The Dose Makes The Poison

A better question, however, may be whether their presence is necessarily harmful. In practical terms, Smith’s application seems satisfying. After all, the definition he gives provides a narrow collection (albeit 689 examples-long) of inherently toxic substances. But another school of thought doesn’t see the distinction as serving much use.

“To be frank, I don't think ‘toxin’ means anything,” said Professor Tom Brenna, who studies biomedicine and nutrition at Cornell University’s College of Human Ecology. “It's one of those words that seems like it means something but in actuality means nothing. I don't know what toxins people would sweat out, and I really don't know what a detox diet is.”

In biology, Brenna says, the popular phrase here is “the dose makes the poison.” In other words, the lead in lead paint is obviously toxic, as are spoonfuls of arsenic and a garage filled to the brim with carbon monoxide. But so are a couple gallons of water if you drink them fast enough. Likewise, one atom of plutonium will yield no such fatal effects. By Brenna’s measure, toxicity can only be defined by the level at which it’s found in the body, not the type of substance you’re looking at.

“In this case,” Brenna wrote to Medical Daily in an email, “poison = toxin.”

By Brenna’s logic, if trace amounts of mercury and BPA show up in your body but don’t make you visibly sicker, to what extent can we still call them toxins? Their effects weren’t toxic. If someone in worse health encountered them, however, the result may be different and the definition would change.
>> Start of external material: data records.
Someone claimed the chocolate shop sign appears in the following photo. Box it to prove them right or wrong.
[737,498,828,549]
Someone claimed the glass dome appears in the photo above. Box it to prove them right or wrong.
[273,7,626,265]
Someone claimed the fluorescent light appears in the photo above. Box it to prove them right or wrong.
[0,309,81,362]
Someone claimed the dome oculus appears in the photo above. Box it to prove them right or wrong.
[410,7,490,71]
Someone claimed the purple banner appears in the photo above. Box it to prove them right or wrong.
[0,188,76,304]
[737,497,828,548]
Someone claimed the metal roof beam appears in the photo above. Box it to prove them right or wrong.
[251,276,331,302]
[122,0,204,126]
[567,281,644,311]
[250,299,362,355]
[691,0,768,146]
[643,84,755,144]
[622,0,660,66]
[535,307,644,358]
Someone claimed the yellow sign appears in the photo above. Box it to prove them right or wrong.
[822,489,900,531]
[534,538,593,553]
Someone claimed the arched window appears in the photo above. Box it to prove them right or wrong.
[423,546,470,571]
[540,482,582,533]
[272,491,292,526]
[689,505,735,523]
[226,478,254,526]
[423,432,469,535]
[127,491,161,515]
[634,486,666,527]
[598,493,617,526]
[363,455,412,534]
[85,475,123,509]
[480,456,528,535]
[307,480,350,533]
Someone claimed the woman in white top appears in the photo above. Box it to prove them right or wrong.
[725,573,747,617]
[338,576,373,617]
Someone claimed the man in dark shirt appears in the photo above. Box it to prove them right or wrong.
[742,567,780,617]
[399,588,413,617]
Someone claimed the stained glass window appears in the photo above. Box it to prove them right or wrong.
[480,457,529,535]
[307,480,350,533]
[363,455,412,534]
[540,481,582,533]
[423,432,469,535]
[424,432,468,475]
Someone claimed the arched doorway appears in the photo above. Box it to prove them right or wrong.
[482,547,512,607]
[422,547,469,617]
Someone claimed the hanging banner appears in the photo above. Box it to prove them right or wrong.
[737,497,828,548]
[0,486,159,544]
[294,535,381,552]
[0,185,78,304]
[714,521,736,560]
Smoothies Work, Eventually

In this sense, what constitutes a toxin is largely a matter of philosophical preference. Which aspect of the science makes the most sense to you? Substances can be defined as toxic depending on the dose at which you ingest them, but also by the substances that appear most often and in the most frequent concentrations. In most cases, science tends to side with Smith. For the purpose of evaluating and regulating the pollutants in our food and water, governments need to establish some permanence. Mushy, relativistic definitions of toxicity, depending on unlikely contexts, don’t keep people safe like hardline rules, even if sometimes they miss the mark.

Ultimately, if the dilemma strikes you as an unnecessary matter of taste, play it safe. Eat healthy and get sweaty every now and then. Chances are you won’t have to worry what a toxin is, because they won’t be a relevant force in your life. Just know that when you’re keeled over after a long workout, don’t expect the benefits to be soaking through your shirt. Those come much later, after the smoothie has run its course.